While Charles Schwab, TD Ameritrade and E*Trade are focusing on the marketing element of their race to zero commissions, consumer advocates are warning investors about how freebie trading could hurt them and questioning if regulators are paying close enough attention.
All three brokerages last week eliminated commissions on online trades of U.S.-listed stocks, ETFs and options, as reported. For Charles Schwab and TD Ameritrade, commissions are also eliminated on stocks, ETFs and options listed on Canadian exchanges.
Consumer advocates are raising questions about how the price wars might ultimately impact retail investors, particularly in terms of the hidden costs they might have to bear and how they could adversely change their investing habits.
They also question whether there is enough regulatory muscle to police the potential impact of the price wars on retail investors.
Micah Hauptman, financial services counsel for the Consumer Federation of America, notes that all three brokerages are for-profit companies, so they will try to make up for the revenue they lose from the commissions by other means.
Consumer Federation of America
Charles Schwab's chief financial officer Peter Crawford says the firm’s business model “doesn’t depend on commission revenue.” He quantified the impact of the zero commissions on the firm by estimating the lost commissions would be equal to around $90 million to $100 million in quarterly revenue, or around 3% to 4% of net revenue.
The expected impact of lost commissions is greater for TD Ameritrade. The firm’s CFO, Steve Boyle, says they would be equal to around $220 million to $240 million in quarterly revenue, or around 15% to 16% of net revenue.
Hauptman says the big question on his mind is how the three brokerages will make up for those lost revenues.
“I’m concerned retail brokers may replace the direct and transparent approach of charging commissions with indirect and opaque charging. That could result in investors still having to pay these or other costs in ways that aren’t readily apparent or subject to market forces,” Hauptman says.
For example, Hauptman notes that retail brokers execute retail orders using OTC market makers or high frequency traders who pay the retail brokers for order flow.
How zero commissions could impact best execution
Hauptman is referring to the practice of trading firms buying the retail investor orders from brokerages and executing the trades for them.
These trading firms earn from differences in bid and offer prices, and they share some of those earnings — in the form of rebates — to the brokerages that provide the orders.
“Routing orders to the venue that pays the most raises questions about whether the retail broker is complying with its best execution obligations,” Hauptman says.
“Given that the SEC and Finra have taken a hands-off approach with regard to order routing conflicts, I think it’s reasonable to expect that these retail brokers will continue this practice and could exacerbate it,” he adds.
Trading at zero expense could also incentivize retail investors to trade more, without regard to consequences, according to Hauptman.

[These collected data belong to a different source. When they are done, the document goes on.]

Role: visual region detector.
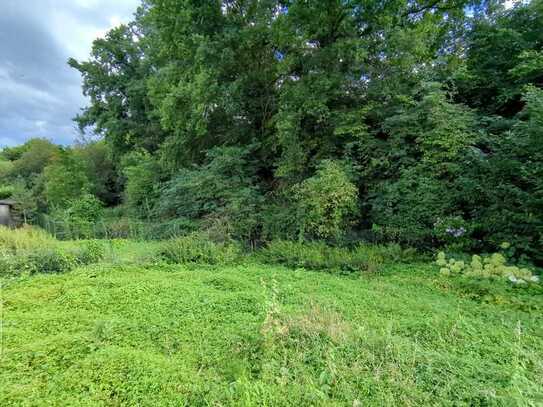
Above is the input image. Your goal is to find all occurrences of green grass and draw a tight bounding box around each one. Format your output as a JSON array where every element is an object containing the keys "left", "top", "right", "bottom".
[{"left": 1, "top": 246, "right": 542, "bottom": 405}]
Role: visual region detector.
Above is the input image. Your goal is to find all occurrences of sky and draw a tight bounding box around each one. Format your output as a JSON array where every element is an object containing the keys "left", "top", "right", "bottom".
[{"left": 0, "top": 0, "right": 141, "bottom": 148}]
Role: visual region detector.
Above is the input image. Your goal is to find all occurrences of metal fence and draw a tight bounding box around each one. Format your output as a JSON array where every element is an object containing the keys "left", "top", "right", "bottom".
[{"left": 35, "top": 214, "right": 196, "bottom": 241}]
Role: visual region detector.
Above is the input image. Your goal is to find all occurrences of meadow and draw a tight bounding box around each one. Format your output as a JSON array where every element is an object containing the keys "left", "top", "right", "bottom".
[{"left": 1, "top": 231, "right": 542, "bottom": 406}]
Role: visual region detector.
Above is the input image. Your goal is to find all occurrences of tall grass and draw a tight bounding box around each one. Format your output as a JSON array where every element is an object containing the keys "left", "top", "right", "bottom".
[
  {"left": 156, "top": 233, "right": 242, "bottom": 265},
  {"left": 0, "top": 226, "right": 105, "bottom": 276},
  {"left": 0, "top": 225, "right": 56, "bottom": 253},
  {"left": 259, "top": 240, "right": 419, "bottom": 273}
]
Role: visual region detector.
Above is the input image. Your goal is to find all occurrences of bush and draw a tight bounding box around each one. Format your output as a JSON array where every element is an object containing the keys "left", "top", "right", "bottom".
[
  {"left": 261, "top": 198, "right": 300, "bottom": 242},
  {"left": 43, "top": 150, "right": 91, "bottom": 209},
  {"left": 26, "top": 249, "right": 78, "bottom": 274},
  {"left": 0, "top": 250, "right": 23, "bottom": 276},
  {"left": 47, "top": 194, "right": 104, "bottom": 239},
  {"left": 156, "top": 146, "right": 264, "bottom": 243},
  {"left": 436, "top": 251, "right": 540, "bottom": 285},
  {"left": 93, "top": 217, "right": 135, "bottom": 239},
  {"left": 294, "top": 160, "right": 358, "bottom": 241},
  {"left": 122, "top": 151, "right": 162, "bottom": 218},
  {"left": 157, "top": 233, "right": 242, "bottom": 265},
  {"left": 0, "top": 248, "right": 77, "bottom": 276},
  {"left": 262, "top": 240, "right": 327, "bottom": 269},
  {"left": 72, "top": 240, "right": 106, "bottom": 265}
]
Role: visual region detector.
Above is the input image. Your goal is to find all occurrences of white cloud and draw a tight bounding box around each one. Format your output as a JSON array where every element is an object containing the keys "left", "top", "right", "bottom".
[
  {"left": 1, "top": 0, "right": 140, "bottom": 146},
  {"left": 47, "top": 1, "right": 137, "bottom": 60}
]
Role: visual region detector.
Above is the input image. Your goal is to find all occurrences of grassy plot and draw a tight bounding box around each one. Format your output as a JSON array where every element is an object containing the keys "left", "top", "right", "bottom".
[{"left": 1, "top": 260, "right": 542, "bottom": 406}]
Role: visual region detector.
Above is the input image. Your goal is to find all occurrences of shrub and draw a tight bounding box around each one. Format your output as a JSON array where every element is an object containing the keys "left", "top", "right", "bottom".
[
  {"left": 0, "top": 250, "right": 22, "bottom": 276},
  {"left": 65, "top": 194, "right": 104, "bottom": 223},
  {"left": 294, "top": 160, "right": 358, "bottom": 241},
  {"left": 157, "top": 233, "right": 242, "bottom": 265},
  {"left": 26, "top": 249, "right": 78, "bottom": 274},
  {"left": 261, "top": 197, "right": 300, "bottom": 242},
  {"left": 370, "top": 168, "right": 459, "bottom": 249},
  {"left": 156, "top": 146, "right": 264, "bottom": 243},
  {"left": 94, "top": 217, "right": 135, "bottom": 239},
  {"left": 433, "top": 216, "right": 473, "bottom": 252},
  {"left": 436, "top": 251, "right": 540, "bottom": 285},
  {"left": 72, "top": 240, "right": 106, "bottom": 265},
  {"left": 48, "top": 194, "right": 104, "bottom": 239},
  {"left": 43, "top": 150, "right": 91, "bottom": 209},
  {"left": 0, "top": 248, "right": 77, "bottom": 276},
  {"left": 260, "top": 240, "right": 346, "bottom": 271}
]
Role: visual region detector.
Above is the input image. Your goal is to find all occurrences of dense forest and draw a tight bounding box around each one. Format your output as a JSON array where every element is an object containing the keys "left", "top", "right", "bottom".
[{"left": 1, "top": 0, "right": 542, "bottom": 263}]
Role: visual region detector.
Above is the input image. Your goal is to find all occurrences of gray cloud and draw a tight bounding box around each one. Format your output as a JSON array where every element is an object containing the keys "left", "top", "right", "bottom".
[{"left": 0, "top": 0, "right": 140, "bottom": 147}]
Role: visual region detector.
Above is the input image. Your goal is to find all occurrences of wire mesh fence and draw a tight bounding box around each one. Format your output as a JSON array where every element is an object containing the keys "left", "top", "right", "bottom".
[{"left": 35, "top": 214, "right": 196, "bottom": 241}]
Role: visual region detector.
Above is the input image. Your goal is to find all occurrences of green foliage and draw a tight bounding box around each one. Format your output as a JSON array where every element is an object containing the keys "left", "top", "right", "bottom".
[
  {"left": 1, "top": 0, "right": 540, "bottom": 262},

“First, excessive trading can significantly reduce returns. Second, excessive trading can create taxable events — to the extent the trading is occurring in a taxable account,” he says. “More trading is good for the OTC market makers but it is unlikely to be good for investors.”
Tyler Gellasch, executive director of the Healthy Markets Association, underscores the reality that online brokerages will have to get paid from other sources to keep the lights on.
Healthy Markets is an investor-focused group that aims to educate market participants and promote data-driven reforms.
“By zeroing out commissions from their retail customers, the brokers are going to be increasingly dependent on other revenues, most likely payments for order flow,” Gellasch says.
"The explicit commissions may go down, but the overall trading costs from customers definitely become less transparent, and perhaps even higher,” he adds.
Gellasch recalls Senate hearings in 2014 about how brokers were maximizing their profits instead of getting their customers the best prices.
“Most regulatory observers thought the days of payment for order flow were numbered,” he says. “We were wrong."
Gellasch says the SEC and Finra have rules that require brokers to seek the best execution for their customers, “which typically means the best prices in the retail context, but regulators have done very little to enforce those rules.”
The Robinhood effect
Gellasch also notes that some regulatory observers thought the disruption caused by Silicon Valley startup Robinhood Financial would lead to reform in transparency of costs.
Robinhood, a Finra-registered broker-dealer since 2013, has been providing free trades on U.S.-listed stocks on its smartphone app since its launch.
"A year ago, the question was whether regulators would let Robinhood’s business model exist, given its lack of transparency into costs. Today, the question is which brokers won’t adopt that model,” Gellasch says.
“This change will not just impact the retail traders, but it will likely impact where securities trade, who trades them, and the cost of trading across the entire market,” he adds.
Best execution was among the market risks Finra highlighted in its 2019 Risk Monitoring and Examination Priorities Letter published in January.
“Finra is concerned about firms failing to use reasonable diligence to assure that their customer order flow is directed to the best market given the size and types of transactions, the terms and conditions of orders and other factors,” Finra says in the letter.
“In particular, Finra will review firms’ best execution decision-making where the firm routed all or substantially all customer orders to a small number of wholesale market makers from which they received payment for order flow or an affiliated broker-dealer or an alternative trading system in which the firm had a financial interest,” the SRO adds.